The objective of this paper is to explore the degree to which the representations provided by the three terminologies are consistent. We present examples of inconsistencies collected from the three terminologies. The consequences of such inconsistencies on data integration are discussed.

Results:

Ovarian gynandroblastoma (OG) is represented in SNCT with links to the morphology Gynandroblastoma and the topography Ovary. In ICD-O, Ovary and Gynandroblastoma are represented explicitly, but OG is present only through the coordination of the topography and morphology concepts. In NCIt, OG and Ovary are present, but not the morphology concept. However, NCIt provides a mapping between OG and the morphology concept Gynandroblastoma in ICD-O. The concepts for OG (disorder) and Gynandroblastoma (morphology) are distinct in the NCI Metathesaurus.
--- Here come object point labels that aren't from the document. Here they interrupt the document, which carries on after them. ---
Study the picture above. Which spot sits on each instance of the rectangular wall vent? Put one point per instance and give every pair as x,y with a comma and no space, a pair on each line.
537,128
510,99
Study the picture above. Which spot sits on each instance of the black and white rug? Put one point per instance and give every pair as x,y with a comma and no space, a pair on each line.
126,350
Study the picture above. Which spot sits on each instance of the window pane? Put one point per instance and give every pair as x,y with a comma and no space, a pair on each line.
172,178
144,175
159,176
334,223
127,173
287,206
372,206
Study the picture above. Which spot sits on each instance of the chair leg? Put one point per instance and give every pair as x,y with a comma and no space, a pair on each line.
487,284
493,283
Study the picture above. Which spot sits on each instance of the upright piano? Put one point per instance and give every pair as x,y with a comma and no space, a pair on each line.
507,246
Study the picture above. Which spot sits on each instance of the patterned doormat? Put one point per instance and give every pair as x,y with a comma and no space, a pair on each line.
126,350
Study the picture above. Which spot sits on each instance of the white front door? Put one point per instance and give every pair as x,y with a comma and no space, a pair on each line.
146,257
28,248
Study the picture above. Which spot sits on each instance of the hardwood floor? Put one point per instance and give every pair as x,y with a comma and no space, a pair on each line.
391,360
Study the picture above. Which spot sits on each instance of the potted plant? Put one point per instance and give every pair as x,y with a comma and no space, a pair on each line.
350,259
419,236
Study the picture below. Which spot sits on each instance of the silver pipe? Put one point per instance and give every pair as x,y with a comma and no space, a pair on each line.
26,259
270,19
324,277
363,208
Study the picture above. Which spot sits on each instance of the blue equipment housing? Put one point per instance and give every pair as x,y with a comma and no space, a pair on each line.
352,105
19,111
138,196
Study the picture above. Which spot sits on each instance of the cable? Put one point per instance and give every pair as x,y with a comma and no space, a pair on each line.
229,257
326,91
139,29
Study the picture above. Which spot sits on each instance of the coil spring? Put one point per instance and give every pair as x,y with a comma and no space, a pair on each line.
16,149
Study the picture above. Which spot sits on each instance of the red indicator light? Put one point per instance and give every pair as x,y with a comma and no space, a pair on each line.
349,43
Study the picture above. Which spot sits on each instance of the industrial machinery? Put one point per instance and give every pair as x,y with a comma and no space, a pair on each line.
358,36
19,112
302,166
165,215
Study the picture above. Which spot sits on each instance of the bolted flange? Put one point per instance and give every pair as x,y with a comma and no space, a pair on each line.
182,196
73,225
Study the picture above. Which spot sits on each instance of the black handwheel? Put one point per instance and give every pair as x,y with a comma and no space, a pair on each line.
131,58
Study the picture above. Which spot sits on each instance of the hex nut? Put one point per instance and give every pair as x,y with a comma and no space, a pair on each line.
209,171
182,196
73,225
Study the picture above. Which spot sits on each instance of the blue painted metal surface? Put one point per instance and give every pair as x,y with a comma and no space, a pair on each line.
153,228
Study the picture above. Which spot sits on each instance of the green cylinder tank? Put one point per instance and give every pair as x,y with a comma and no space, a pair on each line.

In contrast, the representation of Renal cell carcinoma (RCC) is more problematic as the Metathesaurus rearranges the morphology and disease terms for RCC in a way that is inconsistent with the original organization in SNCT (e.g., the terms renal cell carcinoma (morphologic abnormality) and adenocarcinoma of kidney are in the same concept C0007134). Moreover, the topology for RCC (Structure of parenchyma of kidney) in SNCT is finer grained than in ICD-O and NCIt (Kidney).

Conclusion:

Aggregating coded data from epidemiology, clinical and research sources through integrated terminologies remains challenging due to differences in the representation of oncologic pathology in these terminologies and terminology integration resources, such as the Metathesaurus. However, the existence of shared codes between ICD-O and SNCT and mappings between NCIt and ICD-O can help assess consistency and suggest corrections.